Published online by Cambridge University Press: 24 April 2021
The law of Scottish criminal evidence is changing rapidly. That much is incontestable. But what is driving this process and where is the destination? These are the two questions with which this collection is concerned. As the penultimate chapter by Chalmers, Leverick and Stark and the final chapter by Duff explain, the pace of change began accelerating around twenty years ago. The advent of the Scottish Parliament has undoubtedly contributed to the volume of legislation on criminal evidence, nonetheless, it is clear that there is no single overall reason explaining the rapid pace of change, far less any strategy put in place by the Scottish Government, the legal establishment, the Scottish Law Commission or any such collective mind. Thus, what is happening is not a logical ‘evolution’, pursued as part of any coherent framework, nor a ‘revolution’ being driven by a particular ideological approach.
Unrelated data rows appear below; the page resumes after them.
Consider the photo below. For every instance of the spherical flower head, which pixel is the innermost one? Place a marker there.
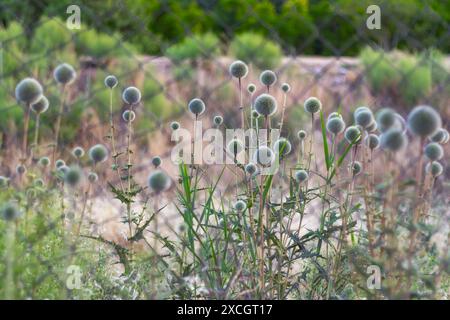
(111, 81)
(424, 121)
(44, 161)
(285, 87)
(282, 147)
(385, 119)
(235, 147)
(10, 212)
(301, 134)
(128, 116)
(265, 105)
(301, 176)
(156, 161)
(352, 134)
(335, 125)
(64, 74)
(434, 168)
(240, 206)
(394, 140)
(434, 151)
(238, 69)
(268, 78)
(28, 91)
(92, 177)
(159, 181)
(98, 153)
(264, 156)
(174, 125)
(40, 106)
(131, 95)
(312, 105)
(196, 106)
(218, 120)
(372, 141)
(78, 152)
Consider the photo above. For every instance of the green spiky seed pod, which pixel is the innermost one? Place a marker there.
(265, 105)
(128, 115)
(40, 106)
(312, 105)
(424, 121)
(159, 181)
(238, 69)
(434, 151)
(268, 78)
(131, 95)
(111, 81)
(336, 125)
(196, 106)
(98, 153)
(28, 91)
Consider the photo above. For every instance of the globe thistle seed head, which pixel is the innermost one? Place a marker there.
(10, 212)
(131, 95)
(73, 176)
(434, 168)
(78, 152)
(98, 153)
(240, 206)
(301, 176)
(434, 151)
(218, 120)
(264, 156)
(40, 106)
(352, 134)
(393, 140)
(265, 105)
(159, 181)
(28, 91)
(156, 161)
(335, 125)
(285, 87)
(196, 106)
(111, 81)
(268, 78)
(92, 177)
(424, 121)
(282, 147)
(44, 161)
(238, 69)
(174, 125)
(128, 115)
(301, 134)
(372, 141)
(312, 105)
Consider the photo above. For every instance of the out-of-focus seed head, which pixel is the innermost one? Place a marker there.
(28, 91)
(312, 105)
(265, 105)
(238, 69)
(131, 95)
(335, 125)
(111, 81)
(159, 181)
(393, 140)
(40, 106)
(434, 151)
(98, 153)
(196, 106)
(424, 121)
(268, 78)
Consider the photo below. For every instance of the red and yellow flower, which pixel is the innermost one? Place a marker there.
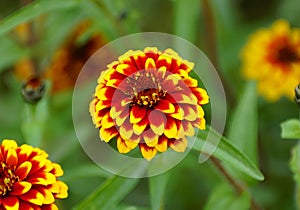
(147, 99)
(28, 179)
(272, 57)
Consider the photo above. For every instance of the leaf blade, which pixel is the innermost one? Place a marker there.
(226, 152)
(290, 129)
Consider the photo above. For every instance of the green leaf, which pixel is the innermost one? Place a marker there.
(186, 11)
(290, 129)
(295, 167)
(33, 10)
(34, 122)
(157, 190)
(10, 52)
(224, 197)
(225, 151)
(244, 127)
(84, 171)
(109, 194)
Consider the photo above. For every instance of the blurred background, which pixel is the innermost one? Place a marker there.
(53, 39)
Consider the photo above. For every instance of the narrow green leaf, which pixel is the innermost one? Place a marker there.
(224, 197)
(10, 52)
(186, 11)
(295, 167)
(157, 190)
(109, 194)
(84, 171)
(244, 127)
(33, 10)
(226, 152)
(34, 121)
(290, 129)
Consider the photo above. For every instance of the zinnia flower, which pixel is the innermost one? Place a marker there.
(272, 57)
(28, 180)
(147, 99)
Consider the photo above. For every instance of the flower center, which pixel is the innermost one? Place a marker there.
(287, 55)
(145, 89)
(7, 179)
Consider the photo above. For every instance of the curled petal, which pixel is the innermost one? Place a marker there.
(139, 127)
(20, 188)
(165, 106)
(122, 146)
(162, 144)
(137, 113)
(178, 145)
(10, 203)
(157, 122)
(107, 134)
(126, 129)
(33, 196)
(171, 128)
(147, 152)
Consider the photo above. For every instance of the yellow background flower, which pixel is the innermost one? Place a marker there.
(28, 180)
(272, 57)
(148, 99)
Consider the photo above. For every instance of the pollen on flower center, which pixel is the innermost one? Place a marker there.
(7, 179)
(287, 54)
(144, 89)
As this collection will show, a series of individual reforms has taken place in respect of a variety of evidentiary doctrines, practices and rules. These have occurred largely as a result of ‘events’, primarily political pressure brought to bear by interest groups and high-profile cases leading to public concern, although some reforms have taken place in a more deliberate way as a result of a gradually perceived need by the legal establishment to update a particular aspect of Scottish criminal evidentiary law. The following essays will analyse the significant changes to the recent law in various areas, explain why they came about and attempt to set each reform in the broader context of the law of criminal evidence and procedure as a whole. More ambitiously, there will be some attempt to identify the future trajectory – or, perhaps, trajectories – of change, although, as Duff argues in the final chapter, it is impossible to forecast precisely what the Scottish law of criminal evidence might look like twenty years hence.
In the opening two substantive chapters, the authors analyse the major ramifications of Cadder v HMA. This decision on a human rights point by the Supreme Court in 2011 has probably had more impact on the law of Scottish criminal evidence than any other event in the past twenty years.